For the past two seasons, Patrik Ervell has shown capsule collections of his new womenswear line alongside his men's clothes. Given that Ervell is something of a star in the menswear firmament, that stage may have been a little too big and brightly lit for the women's collections, which weren't quite fully formed. This season Ervell quietly presented the womenswear on its own. That was a canny choice. Not only did the clothes benefit from close appraisal, but for the first time they seemed ready to stand alone. The separation wasn't entire, inasmuch as Ervell reiterated the "real tree" camouflage prints and suiting jacquards that appeared in the Fall '13 menswear collection he showed over the weekend. But even as they repeated themes, and even a few key pieces, the women's looks seemed thought-out and finished in a way that was new. A few sculpturally feminine silhouettes hinted at Ervell's potential: There were the flared shirtdresses and full skirts in green leather and black PVC, and best of all there was Ervell's fantastic, volumetric suit trouser done in the jacquard. That trouser looked completely fresh—a little nineties, but sui generis.

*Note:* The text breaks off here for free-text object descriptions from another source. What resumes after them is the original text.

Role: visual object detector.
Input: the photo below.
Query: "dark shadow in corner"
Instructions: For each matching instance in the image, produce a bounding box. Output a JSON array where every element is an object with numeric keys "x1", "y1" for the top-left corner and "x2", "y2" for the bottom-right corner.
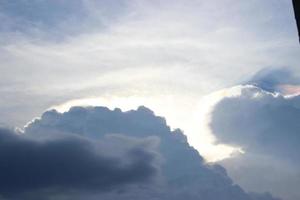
[{"x1": 293, "y1": 0, "x2": 300, "y2": 42}]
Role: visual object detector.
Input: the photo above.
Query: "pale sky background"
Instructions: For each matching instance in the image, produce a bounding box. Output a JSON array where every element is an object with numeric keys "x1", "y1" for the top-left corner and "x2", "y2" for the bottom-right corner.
[{"x1": 0, "y1": 0, "x2": 300, "y2": 192}]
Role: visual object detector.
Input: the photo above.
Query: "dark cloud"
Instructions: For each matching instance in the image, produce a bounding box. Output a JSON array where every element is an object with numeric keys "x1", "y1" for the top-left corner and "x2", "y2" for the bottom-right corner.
[
  {"x1": 211, "y1": 86, "x2": 300, "y2": 162},
  {"x1": 210, "y1": 85, "x2": 300, "y2": 200},
  {"x1": 247, "y1": 68, "x2": 300, "y2": 93},
  {"x1": 0, "y1": 127, "x2": 159, "y2": 199},
  {"x1": 250, "y1": 192, "x2": 282, "y2": 200},
  {"x1": 20, "y1": 105, "x2": 280, "y2": 200}
]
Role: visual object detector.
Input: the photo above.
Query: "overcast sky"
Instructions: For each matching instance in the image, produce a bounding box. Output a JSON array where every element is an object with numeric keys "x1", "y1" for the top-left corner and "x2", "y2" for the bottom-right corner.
[
  {"x1": 1, "y1": 0, "x2": 299, "y2": 126},
  {"x1": 0, "y1": 1, "x2": 300, "y2": 200}
]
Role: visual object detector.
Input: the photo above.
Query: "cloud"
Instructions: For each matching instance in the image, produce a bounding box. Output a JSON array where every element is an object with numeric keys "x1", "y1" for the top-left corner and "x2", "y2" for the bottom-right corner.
[
  {"x1": 0, "y1": 0, "x2": 299, "y2": 130},
  {"x1": 0, "y1": 0, "x2": 128, "y2": 41},
  {"x1": 211, "y1": 85, "x2": 300, "y2": 162},
  {"x1": 0, "y1": 1, "x2": 298, "y2": 199},
  {"x1": 0, "y1": 127, "x2": 160, "y2": 199},
  {"x1": 247, "y1": 68, "x2": 300, "y2": 93},
  {"x1": 11, "y1": 105, "x2": 279, "y2": 200},
  {"x1": 210, "y1": 84, "x2": 300, "y2": 200}
]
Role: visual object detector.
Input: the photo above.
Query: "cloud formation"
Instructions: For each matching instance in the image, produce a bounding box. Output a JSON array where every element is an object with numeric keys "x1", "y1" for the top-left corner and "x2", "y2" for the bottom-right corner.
[
  {"x1": 210, "y1": 84, "x2": 300, "y2": 200},
  {"x1": 211, "y1": 84, "x2": 300, "y2": 159},
  {"x1": 0, "y1": 127, "x2": 159, "y2": 199},
  {"x1": 0, "y1": 0, "x2": 299, "y2": 130},
  {"x1": 0, "y1": 106, "x2": 280, "y2": 199},
  {"x1": 247, "y1": 68, "x2": 300, "y2": 93}
]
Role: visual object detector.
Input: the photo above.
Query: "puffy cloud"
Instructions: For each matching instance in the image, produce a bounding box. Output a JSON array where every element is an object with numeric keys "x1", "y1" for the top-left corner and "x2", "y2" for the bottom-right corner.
[
  {"x1": 9, "y1": 105, "x2": 278, "y2": 200},
  {"x1": 213, "y1": 66, "x2": 300, "y2": 152},
  {"x1": 210, "y1": 85, "x2": 300, "y2": 200},
  {"x1": 0, "y1": 127, "x2": 160, "y2": 199},
  {"x1": 211, "y1": 85, "x2": 300, "y2": 162}
]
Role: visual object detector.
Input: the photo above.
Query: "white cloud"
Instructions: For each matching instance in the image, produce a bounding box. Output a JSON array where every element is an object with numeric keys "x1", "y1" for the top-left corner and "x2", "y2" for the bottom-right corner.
[{"x1": 1, "y1": 0, "x2": 299, "y2": 129}]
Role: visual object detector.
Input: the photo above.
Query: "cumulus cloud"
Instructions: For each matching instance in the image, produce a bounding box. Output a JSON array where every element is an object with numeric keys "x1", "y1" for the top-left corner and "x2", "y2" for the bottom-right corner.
[
  {"x1": 3, "y1": 105, "x2": 277, "y2": 200},
  {"x1": 210, "y1": 84, "x2": 300, "y2": 200},
  {"x1": 0, "y1": 127, "x2": 160, "y2": 199}
]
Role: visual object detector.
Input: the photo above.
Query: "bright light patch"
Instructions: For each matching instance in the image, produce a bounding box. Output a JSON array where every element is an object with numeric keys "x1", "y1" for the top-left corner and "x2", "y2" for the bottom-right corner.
[
  {"x1": 50, "y1": 90, "x2": 243, "y2": 163},
  {"x1": 186, "y1": 86, "x2": 245, "y2": 162}
]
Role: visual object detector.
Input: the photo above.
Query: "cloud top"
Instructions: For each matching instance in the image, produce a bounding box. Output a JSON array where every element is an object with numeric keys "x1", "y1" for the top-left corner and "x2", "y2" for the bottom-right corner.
[
  {"x1": 210, "y1": 84, "x2": 300, "y2": 200},
  {"x1": 17, "y1": 105, "x2": 281, "y2": 199}
]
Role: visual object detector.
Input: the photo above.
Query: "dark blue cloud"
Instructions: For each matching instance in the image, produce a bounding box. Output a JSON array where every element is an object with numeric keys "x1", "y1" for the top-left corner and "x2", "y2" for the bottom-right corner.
[
  {"x1": 247, "y1": 68, "x2": 300, "y2": 93},
  {"x1": 211, "y1": 86, "x2": 300, "y2": 163},
  {"x1": 0, "y1": 127, "x2": 159, "y2": 199},
  {"x1": 210, "y1": 85, "x2": 300, "y2": 200},
  {"x1": 20, "y1": 105, "x2": 280, "y2": 200}
]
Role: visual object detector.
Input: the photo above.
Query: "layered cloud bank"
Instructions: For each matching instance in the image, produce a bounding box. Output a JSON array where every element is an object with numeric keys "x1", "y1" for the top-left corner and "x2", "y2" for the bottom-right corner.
[
  {"x1": 209, "y1": 71, "x2": 300, "y2": 200},
  {"x1": 1, "y1": 0, "x2": 299, "y2": 129},
  {"x1": 0, "y1": 106, "x2": 279, "y2": 200}
]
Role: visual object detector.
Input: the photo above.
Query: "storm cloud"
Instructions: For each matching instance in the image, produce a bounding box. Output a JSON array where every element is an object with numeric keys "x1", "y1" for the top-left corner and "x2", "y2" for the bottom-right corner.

Elsewhere, the collection's strength was to be found in its details. Unlike a lot of menswear designers who turn their hand to women's clothes, Ervell hasn't sacrificed his penchant for fine-tuning; to wit, Ervell is producing his women's shirts in the same 80-year-old factory in New Jersey where he makes his men's button-downs, and he's finished them with his signature stiff club collar. For another example, take this season's parka, which was made of gray wool bonded to watertight polyurethane, and seam-taped on the inside. There was no visible stitching. Womenswear doesn't usually get such fastidious treatment, but it's certainly welcome. All in all, Ervell still seems to be building up to a real vision for his women's line, but he's getting there.